PDF(Pubmed)
Abstract:
Atrioventricular septal defect (AVSD) is a deleterious subtype of congenital heart diseases (CHD) characterized by atrioventricular canal defect. The pathogenic genetic changes of AVSD remain elusive, particularly for copy number variation (CNV), a large segment variation of the genome, which is one of the major forms of genetic variants resulting in congenital heart diseases. In the present study, we recruited 150 AVSD cases and 100 healthy subjects as controls for whole exome sequencing (WES). We identified total 4255 rare CNVs using exon Hidden Markov model (XHMM) and screened rare CNVs by eliminating common CNVs based on controls and Database of Genomic Variants (DGV). Each patient contained at least 9 CNVs, and the CNV burden was prominently presented in chromosomes 19,22,21&16. Small CNVs (<500 kb) were frequently observed. By leveraging gene-based burden test, we further identified 20 candidate AVSD-risk genes. Among them, DYRK1A, OBSCN and TTN were presented in the core disease network of CHD and highly and dynamically expressed in the heart during the development, which indicated they possessed the high potency to be AVSD-susceptible genes. These findings not only provided a roadmap for finally unveiling the genetic cause of AVSD, but also provided more resources and proofs for clinical genetics.
摘要:
房室间隔缺损(AVSD)是先天性心脏病(CHD)的一种有害亚型,其特征是房室道缺损。AVSD的致病基因变化仍然难以捉摸,特别是对于拷贝数变异(CNV),基因组的大部分变异,这是导致先天性心脏病的主要遗传变异形式之一。
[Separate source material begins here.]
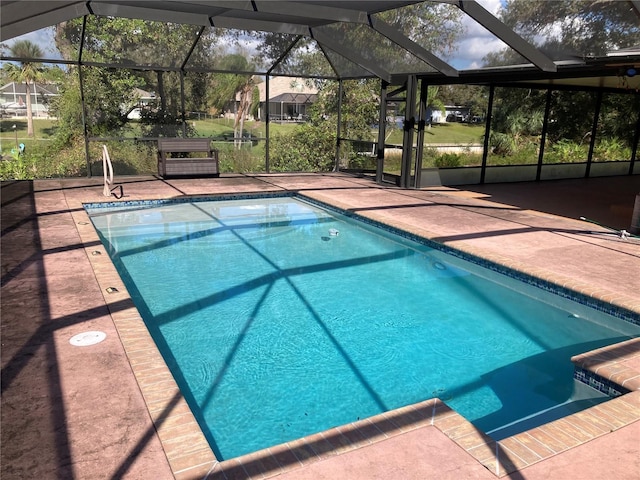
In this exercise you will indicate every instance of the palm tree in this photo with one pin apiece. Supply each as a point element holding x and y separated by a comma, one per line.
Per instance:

在本研究中,我们招募了150例AVSD病例和100例健康受试者作为全外显子组测序(WES)的对照.我们使用外显子隐马尔可夫模型(XHMM)鉴定了总共4255个稀有CNV,并通过基于对照和基因组变异数据库(DGV)消除常见CNV来筛选稀有CNV。每位患者至少含有9个CNVs,CNV负担主要存在于19,22,21和16号染色体中。经常观察到小CNV(<500kb)。通过利用基于基因的负担测试,我们进一步确定了20个候选AVSD风险基因.其中,DYRK1A,OBSCN和TTN存在于CHD的核心疾病网络中,并在发育过程中在心脏中高度动态地表达,这表明它们具有AVSD易感基因的高效力。这些发现不仅为最终揭示AVSD的遗传原因提供了路线图,也为临床遗传学提供了更多的资源和证据。